Aber Herr Eskil stieg zwei Stufen höher, und ohne sich von der Angst seiner Gattin auch nur im Geringsten erweichen zu lassen, beugte er sich zu ihr vor und sprach mit fürchterlicher Stimme:
»Beim Kreuze unseres Herrn, Frau Lucia, lasst Euch das gesagt sein, wenn dieses Frühstück mir nicht gefällt, werdet Ihr es bis an das Ende Eurer Tage bereuen.«
Damit legte er eine schwere Hand auf die Schulter seiner Gattin und schob sie vor sich her ins Schlafgemach.

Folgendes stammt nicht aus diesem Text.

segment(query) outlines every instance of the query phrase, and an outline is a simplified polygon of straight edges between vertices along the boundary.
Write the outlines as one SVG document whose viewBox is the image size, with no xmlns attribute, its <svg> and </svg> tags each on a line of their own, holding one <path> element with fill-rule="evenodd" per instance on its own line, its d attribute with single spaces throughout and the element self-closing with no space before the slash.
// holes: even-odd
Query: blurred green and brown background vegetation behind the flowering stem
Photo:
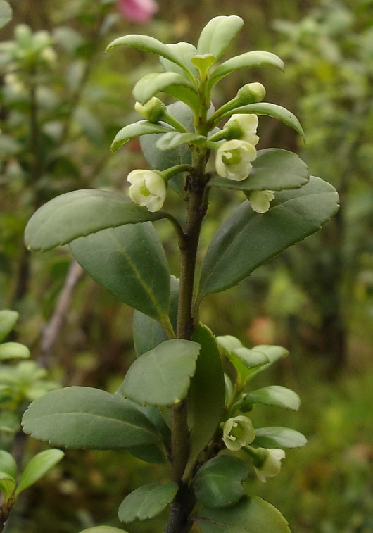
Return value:
<svg viewBox="0 0 373 533">
<path fill-rule="evenodd" d="M 339 190 L 341 210 L 239 287 L 209 296 L 201 318 L 215 334 L 291 351 L 271 377 L 301 395 L 300 412 L 263 407 L 255 420 L 289 422 L 309 444 L 289 451 L 267 484 L 253 476 L 249 490 L 282 510 L 293 533 L 373 532 L 373 1 L 159 0 L 158 13 L 142 25 L 126 20 L 113 1 L 11 4 L 14 17 L 1 40 L 12 41 L 22 23 L 47 30 L 50 45 L 39 63 L 10 58 L 0 45 L 0 308 L 20 312 L 13 339 L 64 385 L 115 391 L 134 358 L 132 310 L 71 265 L 68 248 L 31 256 L 23 246 L 27 219 L 48 199 L 84 187 L 125 190 L 129 171 L 146 168 L 138 142 L 115 155 L 110 142 L 137 120 L 131 89 L 156 58 L 126 49 L 104 56 L 106 45 L 135 32 L 196 42 L 211 17 L 236 14 L 246 25 L 229 55 L 264 49 L 286 61 L 284 74 L 262 68 L 225 78 L 215 105 L 242 84 L 262 82 L 267 101 L 298 115 L 307 145 L 263 117 L 259 147 L 298 151 L 311 174 Z M 214 193 L 201 256 L 239 201 L 232 191 Z M 176 196 L 167 202 L 179 209 Z M 177 275 L 172 232 L 162 222 L 157 228 Z M 25 456 L 42 446 L 21 444 Z M 6 532 L 118 526 L 122 498 L 163 475 L 162 467 L 127 453 L 69 451 L 25 494 Z M 161 517 L 127 529 L 156 533 L 162 525 Z"/>
</svg>

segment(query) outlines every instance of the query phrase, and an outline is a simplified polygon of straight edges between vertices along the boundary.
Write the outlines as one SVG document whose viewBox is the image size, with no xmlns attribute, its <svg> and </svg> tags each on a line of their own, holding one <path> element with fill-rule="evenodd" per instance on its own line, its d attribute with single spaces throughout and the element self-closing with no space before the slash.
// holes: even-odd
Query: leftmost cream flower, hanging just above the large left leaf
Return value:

Auf dieser Wanderung ins Schlafzimmer erschien es Frau Lucia, als sei etwas, das ihr bisher auf seltsame Weise verborgen gewesen war, plötzlich offenbart worden. Sie erkannte, dass sie selbstherrlich und unbedacht gehandelt hatte und dass Herr Eskil durchaus Grund haben konnte, ihr zu zürnen, da sie, ohne ihn zu fragen, über sein Eigentum verfügt hatte. Sie versuchte also jetzt, da sie allein waren, ihm das voller Reue zu sagen und ihn für ihre jugendliche Torheit um Vergebung zu bitten, aber er ließ sie nicht zu Wort kommen.